Menurut Mashab Perancis ini, berlaku dan mengikatnya hukum internasional dikembalikan pada kenyataan sosial yaitu kebutuhan adanya hukum untuk terciptanya hidup teratur dan dapat terpenuhinya kebutuhan manusia (bangsa) untuk hidup bermasyarakat. Tokoh pada teori ini adalah Fauchile, Scelle dan Duguit.

6. Bentuk Perwujudan H. Internasional
Hukum Internasional terdapat beberapa bentuk perwujudan atau pola perkembangan yang khusus berlaku di suatu bagian dunia (region) tertentu :
Hukum Internasional Regional
Hukum Internasional yang berlaku/terbatas daerah lingkungan berlakunya, seperti Hukum Internasional Amerika / Amerika Latin, seperti konsep landasan kontinen (Continental Shelf) dan konsep perlindungan kekayaan hayati laut (conservation of the living resources of the sea) yang mula-mula tumbuh di Benua Amerika sehingga menjadi hukum Internasional Umum.

Hukum Internasional Khusus
Hukum Internasional dalam bentuk kaedah yang khusus berlaku bagi negara-negara tertentu seperti Konvensi Eropa mengenai HAM sebagai cerminan keadaan, kebutuhan, taraf perkembangan dan tingkat integritas yang berbeda-beda dari bagian masyarakat yang berlainan. Berbeda dengan regional yang tumbuh melalui proses hukum kebiasaan.
Hukum Internasional didasarkan atas pikiran adanya masyarakat internasional yang terdiri atas sejumlah negara yang berdaulat dan merdeka dalam arti masing-masing berdiri sendiri yang satu tidak dibawah kekuasaan lain sehingga merupakan suatu tertib hukum koordinasi antara anggota masyarakat internasional yang sederajat.

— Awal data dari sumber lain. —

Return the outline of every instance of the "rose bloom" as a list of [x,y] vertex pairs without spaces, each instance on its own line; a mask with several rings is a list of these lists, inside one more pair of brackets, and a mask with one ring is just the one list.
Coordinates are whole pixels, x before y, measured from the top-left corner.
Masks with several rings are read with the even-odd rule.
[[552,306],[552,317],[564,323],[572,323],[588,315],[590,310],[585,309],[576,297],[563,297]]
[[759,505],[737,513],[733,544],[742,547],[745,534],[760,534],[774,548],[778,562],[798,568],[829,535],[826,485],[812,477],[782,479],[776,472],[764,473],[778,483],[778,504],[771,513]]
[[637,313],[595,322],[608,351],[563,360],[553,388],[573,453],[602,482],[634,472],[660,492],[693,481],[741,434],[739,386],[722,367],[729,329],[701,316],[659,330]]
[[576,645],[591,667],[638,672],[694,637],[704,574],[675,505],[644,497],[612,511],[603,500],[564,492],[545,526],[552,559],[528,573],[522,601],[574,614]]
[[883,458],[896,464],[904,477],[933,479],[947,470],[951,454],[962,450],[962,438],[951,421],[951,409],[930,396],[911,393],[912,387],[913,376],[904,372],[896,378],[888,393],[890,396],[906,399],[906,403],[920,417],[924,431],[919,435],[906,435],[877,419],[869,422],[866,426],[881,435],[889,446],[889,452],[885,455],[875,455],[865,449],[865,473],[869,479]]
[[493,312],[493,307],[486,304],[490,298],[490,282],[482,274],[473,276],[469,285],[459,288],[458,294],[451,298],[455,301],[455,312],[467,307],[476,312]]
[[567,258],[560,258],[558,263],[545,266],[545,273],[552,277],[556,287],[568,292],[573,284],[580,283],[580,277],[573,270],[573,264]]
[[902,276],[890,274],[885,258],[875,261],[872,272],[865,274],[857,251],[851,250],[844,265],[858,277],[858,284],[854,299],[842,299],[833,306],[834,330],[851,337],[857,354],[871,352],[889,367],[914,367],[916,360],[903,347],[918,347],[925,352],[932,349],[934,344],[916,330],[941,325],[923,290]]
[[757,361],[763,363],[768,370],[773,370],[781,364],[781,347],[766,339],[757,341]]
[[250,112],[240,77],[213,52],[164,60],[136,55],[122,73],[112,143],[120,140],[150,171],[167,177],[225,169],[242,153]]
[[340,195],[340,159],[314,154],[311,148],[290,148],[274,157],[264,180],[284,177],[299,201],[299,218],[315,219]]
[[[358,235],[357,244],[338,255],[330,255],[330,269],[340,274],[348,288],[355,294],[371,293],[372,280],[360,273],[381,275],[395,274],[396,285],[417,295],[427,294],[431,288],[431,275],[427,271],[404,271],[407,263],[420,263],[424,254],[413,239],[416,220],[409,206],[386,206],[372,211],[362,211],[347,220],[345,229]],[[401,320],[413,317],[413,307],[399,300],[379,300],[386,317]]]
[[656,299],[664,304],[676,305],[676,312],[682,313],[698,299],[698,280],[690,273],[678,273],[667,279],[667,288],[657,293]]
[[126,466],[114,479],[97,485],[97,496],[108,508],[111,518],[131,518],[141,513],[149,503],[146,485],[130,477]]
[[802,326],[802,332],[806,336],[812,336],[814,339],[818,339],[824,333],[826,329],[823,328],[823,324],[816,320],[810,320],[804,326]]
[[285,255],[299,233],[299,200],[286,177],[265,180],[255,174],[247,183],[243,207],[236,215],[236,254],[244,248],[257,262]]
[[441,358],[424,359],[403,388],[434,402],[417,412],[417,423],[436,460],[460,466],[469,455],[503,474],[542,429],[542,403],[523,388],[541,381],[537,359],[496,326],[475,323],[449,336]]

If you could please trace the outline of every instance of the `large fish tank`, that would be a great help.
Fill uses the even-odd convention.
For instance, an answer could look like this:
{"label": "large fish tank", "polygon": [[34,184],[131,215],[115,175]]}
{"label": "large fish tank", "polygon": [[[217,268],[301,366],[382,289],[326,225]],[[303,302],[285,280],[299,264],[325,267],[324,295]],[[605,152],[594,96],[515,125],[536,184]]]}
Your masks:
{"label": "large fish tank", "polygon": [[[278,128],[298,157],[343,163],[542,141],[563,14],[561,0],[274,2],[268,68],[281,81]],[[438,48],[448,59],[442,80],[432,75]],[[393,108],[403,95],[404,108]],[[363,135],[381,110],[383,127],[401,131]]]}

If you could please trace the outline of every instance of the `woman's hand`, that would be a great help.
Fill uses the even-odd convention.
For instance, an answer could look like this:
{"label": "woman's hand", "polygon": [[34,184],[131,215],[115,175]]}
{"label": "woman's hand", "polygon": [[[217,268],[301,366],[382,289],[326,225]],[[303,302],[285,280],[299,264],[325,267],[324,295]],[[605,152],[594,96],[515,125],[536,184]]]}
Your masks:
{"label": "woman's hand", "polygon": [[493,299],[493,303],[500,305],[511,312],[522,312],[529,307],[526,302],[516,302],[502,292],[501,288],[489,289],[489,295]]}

Hukum Dunia berpangkal pada dasar pikiran lain. Dipengaruhi analogi dengan Hukum Tata Negara (constitusional law), hukum dunia merupakan semacam negara (federasi) dunia yang meliputi semua negara di dunia ini. Negara dunia secara hirarki berdiri di atas negara-negara nasional. Tertib hukum dunia menurut konsep ini merupakan suatu tertib hukum subordinasi.
Hukum Internasional yang berlaku umum. Berlaku secara universal untuk semua negara yang dibuat oleh PBB, contohnya: Piagam PBB, Konvensi Hukum Laut 1982, Konvensi Jenewa 1949 tentang perlindungan korban perang.